I wonder if reading explanation like this makes you more likely to believe code is correct, even if some details are wrong.

In this signature example, you can read the wrong header, calculate hash the wrong way, compare hashes wrong way, etc. there are some many tiny mistakes.

Reading the code explains what a piece of code does.
I don't know that I have much of a need for this and, although I'm hesitant to provide crutches to people especially when they're in the early stages of their learning, this might be helpful for more junior people who are ramping up, especially in a large project. Is there a way to use this or something similar today in PyCharm, etc?
I wrote something similar before, my friend had a nice technique to do code analysis and remove everything but the critical path to the point in code you had your cursor over. Then I fed that code path into gpt3 to generate an explanation of that critical path.

Wound up being useful for explanations of long code paths across file boundaries in large code bases.

That’s cool but I don’t think it’s very useful once you’re familiar with the codebase.

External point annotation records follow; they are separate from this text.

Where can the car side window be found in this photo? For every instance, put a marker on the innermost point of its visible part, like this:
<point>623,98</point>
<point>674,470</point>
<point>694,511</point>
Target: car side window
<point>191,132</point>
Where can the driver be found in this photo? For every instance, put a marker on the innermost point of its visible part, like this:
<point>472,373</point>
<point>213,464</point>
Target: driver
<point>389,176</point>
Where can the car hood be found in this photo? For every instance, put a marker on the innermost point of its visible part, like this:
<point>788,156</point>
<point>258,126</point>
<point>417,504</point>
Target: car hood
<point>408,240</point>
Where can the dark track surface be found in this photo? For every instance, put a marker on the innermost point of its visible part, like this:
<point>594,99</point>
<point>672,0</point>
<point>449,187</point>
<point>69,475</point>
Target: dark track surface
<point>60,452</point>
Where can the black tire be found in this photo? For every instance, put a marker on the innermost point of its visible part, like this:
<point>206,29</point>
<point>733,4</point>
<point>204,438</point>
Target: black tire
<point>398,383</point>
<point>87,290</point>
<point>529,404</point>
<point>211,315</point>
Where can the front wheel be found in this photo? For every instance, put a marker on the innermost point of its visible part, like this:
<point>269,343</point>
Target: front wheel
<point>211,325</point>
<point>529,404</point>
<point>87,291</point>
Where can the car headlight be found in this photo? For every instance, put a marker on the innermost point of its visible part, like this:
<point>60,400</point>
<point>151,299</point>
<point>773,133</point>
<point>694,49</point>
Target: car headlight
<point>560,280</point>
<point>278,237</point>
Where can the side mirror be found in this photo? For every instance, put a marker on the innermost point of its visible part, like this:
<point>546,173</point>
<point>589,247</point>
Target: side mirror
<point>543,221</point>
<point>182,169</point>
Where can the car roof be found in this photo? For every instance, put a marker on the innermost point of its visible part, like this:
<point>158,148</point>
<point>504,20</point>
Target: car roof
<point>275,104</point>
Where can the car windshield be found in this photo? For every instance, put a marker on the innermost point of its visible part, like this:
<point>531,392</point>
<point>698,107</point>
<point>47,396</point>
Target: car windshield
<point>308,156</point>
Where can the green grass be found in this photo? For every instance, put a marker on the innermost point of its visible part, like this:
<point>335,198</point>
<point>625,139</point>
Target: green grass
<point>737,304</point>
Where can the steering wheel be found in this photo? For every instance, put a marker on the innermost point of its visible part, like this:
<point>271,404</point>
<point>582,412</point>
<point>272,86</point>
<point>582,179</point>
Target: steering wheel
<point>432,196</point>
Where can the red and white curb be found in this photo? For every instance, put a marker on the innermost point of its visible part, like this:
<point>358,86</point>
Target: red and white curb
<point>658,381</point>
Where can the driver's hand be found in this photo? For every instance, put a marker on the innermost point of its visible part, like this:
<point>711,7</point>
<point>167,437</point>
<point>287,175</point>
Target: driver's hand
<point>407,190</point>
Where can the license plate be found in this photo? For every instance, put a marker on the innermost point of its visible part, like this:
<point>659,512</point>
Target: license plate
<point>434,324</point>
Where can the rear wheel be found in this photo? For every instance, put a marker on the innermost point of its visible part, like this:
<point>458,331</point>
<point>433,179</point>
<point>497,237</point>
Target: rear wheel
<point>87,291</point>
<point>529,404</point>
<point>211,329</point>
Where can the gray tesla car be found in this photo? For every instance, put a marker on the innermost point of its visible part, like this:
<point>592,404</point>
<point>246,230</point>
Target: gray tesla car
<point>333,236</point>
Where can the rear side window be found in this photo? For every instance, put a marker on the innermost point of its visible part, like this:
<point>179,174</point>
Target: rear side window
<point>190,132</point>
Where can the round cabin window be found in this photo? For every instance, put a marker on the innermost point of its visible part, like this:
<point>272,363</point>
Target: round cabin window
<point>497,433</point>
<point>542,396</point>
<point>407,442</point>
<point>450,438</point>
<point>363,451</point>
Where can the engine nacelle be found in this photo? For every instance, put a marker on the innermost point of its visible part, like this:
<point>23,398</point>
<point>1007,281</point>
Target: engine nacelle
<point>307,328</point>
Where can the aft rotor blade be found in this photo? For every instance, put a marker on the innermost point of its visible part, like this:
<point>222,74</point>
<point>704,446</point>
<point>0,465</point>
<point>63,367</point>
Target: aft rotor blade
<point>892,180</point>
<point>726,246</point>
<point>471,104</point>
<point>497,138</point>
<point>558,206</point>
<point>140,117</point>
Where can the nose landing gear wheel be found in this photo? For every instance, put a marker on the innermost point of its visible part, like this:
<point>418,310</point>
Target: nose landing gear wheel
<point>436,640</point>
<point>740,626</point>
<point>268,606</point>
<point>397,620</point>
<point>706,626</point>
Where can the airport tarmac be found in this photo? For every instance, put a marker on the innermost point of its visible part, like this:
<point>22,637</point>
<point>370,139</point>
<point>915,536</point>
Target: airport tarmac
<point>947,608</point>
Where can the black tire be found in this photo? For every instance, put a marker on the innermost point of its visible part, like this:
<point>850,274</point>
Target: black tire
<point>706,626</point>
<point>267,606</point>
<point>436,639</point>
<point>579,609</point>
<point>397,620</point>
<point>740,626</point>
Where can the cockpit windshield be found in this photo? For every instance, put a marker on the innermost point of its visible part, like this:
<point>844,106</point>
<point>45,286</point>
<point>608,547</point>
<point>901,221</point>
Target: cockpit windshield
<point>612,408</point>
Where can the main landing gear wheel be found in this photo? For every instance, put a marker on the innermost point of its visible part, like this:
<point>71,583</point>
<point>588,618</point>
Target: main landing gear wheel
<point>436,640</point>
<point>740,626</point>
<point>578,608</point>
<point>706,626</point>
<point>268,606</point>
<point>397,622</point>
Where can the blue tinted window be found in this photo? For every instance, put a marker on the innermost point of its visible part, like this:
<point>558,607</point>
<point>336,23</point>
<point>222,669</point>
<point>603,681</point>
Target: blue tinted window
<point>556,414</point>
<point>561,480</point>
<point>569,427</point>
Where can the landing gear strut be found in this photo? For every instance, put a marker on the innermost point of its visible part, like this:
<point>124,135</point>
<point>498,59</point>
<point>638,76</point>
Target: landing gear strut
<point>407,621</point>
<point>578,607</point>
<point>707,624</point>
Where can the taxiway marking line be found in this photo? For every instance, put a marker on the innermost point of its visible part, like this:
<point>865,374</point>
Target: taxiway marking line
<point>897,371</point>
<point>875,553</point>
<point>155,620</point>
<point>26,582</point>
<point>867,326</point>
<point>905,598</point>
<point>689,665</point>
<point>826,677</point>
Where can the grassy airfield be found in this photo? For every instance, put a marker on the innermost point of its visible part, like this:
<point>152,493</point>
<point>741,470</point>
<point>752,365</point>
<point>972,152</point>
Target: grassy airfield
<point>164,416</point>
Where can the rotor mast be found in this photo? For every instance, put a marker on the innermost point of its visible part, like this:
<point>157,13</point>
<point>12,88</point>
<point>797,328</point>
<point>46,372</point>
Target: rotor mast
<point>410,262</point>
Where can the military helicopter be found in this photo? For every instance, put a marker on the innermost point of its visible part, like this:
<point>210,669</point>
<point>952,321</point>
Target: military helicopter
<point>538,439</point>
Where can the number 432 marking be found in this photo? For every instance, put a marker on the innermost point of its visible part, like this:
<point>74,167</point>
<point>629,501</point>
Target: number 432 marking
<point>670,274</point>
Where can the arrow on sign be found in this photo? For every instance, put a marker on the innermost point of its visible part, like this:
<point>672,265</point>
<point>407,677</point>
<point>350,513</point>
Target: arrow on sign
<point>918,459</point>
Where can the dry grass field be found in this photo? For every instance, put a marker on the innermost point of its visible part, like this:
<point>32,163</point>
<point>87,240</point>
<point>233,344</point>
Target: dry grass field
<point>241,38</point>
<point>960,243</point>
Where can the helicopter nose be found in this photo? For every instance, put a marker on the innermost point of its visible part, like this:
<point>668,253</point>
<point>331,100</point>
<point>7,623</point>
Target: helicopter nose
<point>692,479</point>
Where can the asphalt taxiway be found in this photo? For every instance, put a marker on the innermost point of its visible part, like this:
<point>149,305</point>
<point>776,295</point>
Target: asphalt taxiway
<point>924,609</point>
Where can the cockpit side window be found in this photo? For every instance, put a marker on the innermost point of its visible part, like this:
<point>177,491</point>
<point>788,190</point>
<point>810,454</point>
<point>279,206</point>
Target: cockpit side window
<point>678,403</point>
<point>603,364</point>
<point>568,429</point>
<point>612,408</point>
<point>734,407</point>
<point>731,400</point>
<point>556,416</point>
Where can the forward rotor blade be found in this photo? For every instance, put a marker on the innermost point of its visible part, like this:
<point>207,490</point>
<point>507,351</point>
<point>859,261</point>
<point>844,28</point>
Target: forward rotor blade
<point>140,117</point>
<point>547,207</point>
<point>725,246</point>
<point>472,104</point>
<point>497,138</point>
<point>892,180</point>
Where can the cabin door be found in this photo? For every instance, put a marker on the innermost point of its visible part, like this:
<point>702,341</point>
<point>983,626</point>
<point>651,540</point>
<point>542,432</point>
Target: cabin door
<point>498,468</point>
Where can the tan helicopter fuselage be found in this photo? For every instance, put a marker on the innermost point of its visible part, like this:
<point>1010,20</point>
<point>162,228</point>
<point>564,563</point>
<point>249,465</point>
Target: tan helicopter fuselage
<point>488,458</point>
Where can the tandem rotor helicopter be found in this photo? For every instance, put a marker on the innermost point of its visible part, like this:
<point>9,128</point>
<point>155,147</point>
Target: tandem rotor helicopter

It’s quicker to scan the code at that point.

If it could give you some context about the implications I could see it being handy for static analysis one day.

I know it's completely missing the point here but: it's a good habit to verify signature using constant time comparison rather than == to avoid timing side channel attack :)
Imagine this tool could reverse engineer minified Javascript code. Depending on the result, it has potential to defeat minification as whole.
Seems more useful for finding bugs in code than for explaining properly working code. "Returns false if the signature matches."
Compsci first years are definitely going to use this to complete "Recreate this algorithm in pseudocode" assignments
looks great, reminds me of our product, that explains the business logic of code and technical concepts, which recently launched an extension for all Intelli-J based IDEs (except Android Studio- there's a compatibility issue with it)
I'm sure there are enough valid uses of GPT-3 without undertaking this gratuitous and useless endeavor.
I could see it being useful for regex
This could be helpful for debugging/refactoring legacy spaghetti code.
Before clicking through I thought this was for this great command line tool [0]. I'm skeptical about GPT-3 generated comments, but I can recommend the other TLDR whole heartedly!


This would be invaluable for communicating with my teenagers.
This could maybe be nice for accessibility?
like the auto summarize feature from MS Word that helped me do my homework back in high school
this is ok, github copilot has had this for a while now so it's nothing new :)
Can it write tests for me?
At first, I thought tldr, the *nix lister for popular CLI options,had engaged in some serious feature creep.
Very fancy but, in my opinion, completely useless as a development tool. I can’t see how reading natural language is better than reading code.